懐かしい名。15年も前に生き別れた竹馬の友の。
「わたしたちは銀時さまを取り戻したいんです」娘も付け加える。
「取り戻すもなにも、奴は」
「知ってます。攘夷戦争中に消えてしまったんですよね」
青年の言葉に辛い記憶が蘇る。
「そうだ。それを知ってるなら、奴を取り戻すなどというのが夢物語でしかないというのも理解できるな?」
「信じて貰えないでしょうけど、取り戻せるんです。てか、取り戻さなくっちゃ駄目なんです!」
「ああ、信じない。もうお引き取り願おう」
「お待ち下さい」
扉を閉じようとするのを、恐ろしい速さで押しとどめられた。押しても引いても、扉はびくともしない。なんだ、この娘は。
「どうかわたしたちの話を最後までお聞き下さい」
人間離れした怪力ぶりを一切面に出さないまま切に訴えられるが、そんな戯言につきあう義理はない。扉を閉めることは諦め、無言で背を向けた。
「桂さん!銀さんがどうして攘夷戦争中に姿を消したかご存じですか?」
逼迫した声が追いかけてきたが聞き流した。もうなにも聞きたくない。あの頃のことは思い出したくもない。
なのに。まざまざと当時のことが思い出されてしまう。彼女らの不用意な言葉のせいだ。本当に腹立たしい。

ある日、ふつりと銀時の姿が消えた。
どうせふらりと散歩にでも出かけたのだろうと、誰も大して気にもしていなかったのだが。
丸一日過ぎても、一週間がたっても、奴は戻らなかった。奴の帰りを待ち詫びながら、多くの同志たちが死んでいく間にも。

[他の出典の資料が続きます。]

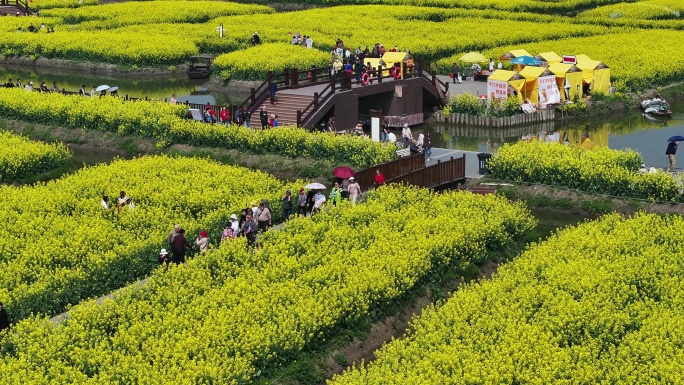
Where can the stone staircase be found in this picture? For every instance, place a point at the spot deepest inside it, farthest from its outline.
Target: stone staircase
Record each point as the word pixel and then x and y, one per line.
pixel 286 108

天人に殺されたのか、逃げたのか、それとも神隠しにでもあったのか。様々な憶測が乱れ飛んだが、戦の混乱の中で真相を究明することもままならず、以来、今日まで 行方は杳として知れないまま。
せめて生きてさえいてくれればと願う一方、生きているなら何故おれたちを置いて行ってしまったのかという怨嗟の炎が心の中でどす黒く渦巻いてもいる。そんな十五年を過ごしてきた。
何故、奴が消えたか知っているか、だと?
そんなこと、誰よりもこのおれが知りたいというのに!

「銀時さまは殺されたんです」
百歩譲ってそれが真実だとしても、なぜそれを貴様らが知っている!?
「誰に殺されたかのか知りたくないんですか、桂さん!?そして、その理由を!」
まだ言うか!
わめき散らしたいのを精一杯抑えているおれに、娘があり得べからず言葉を投げつけた。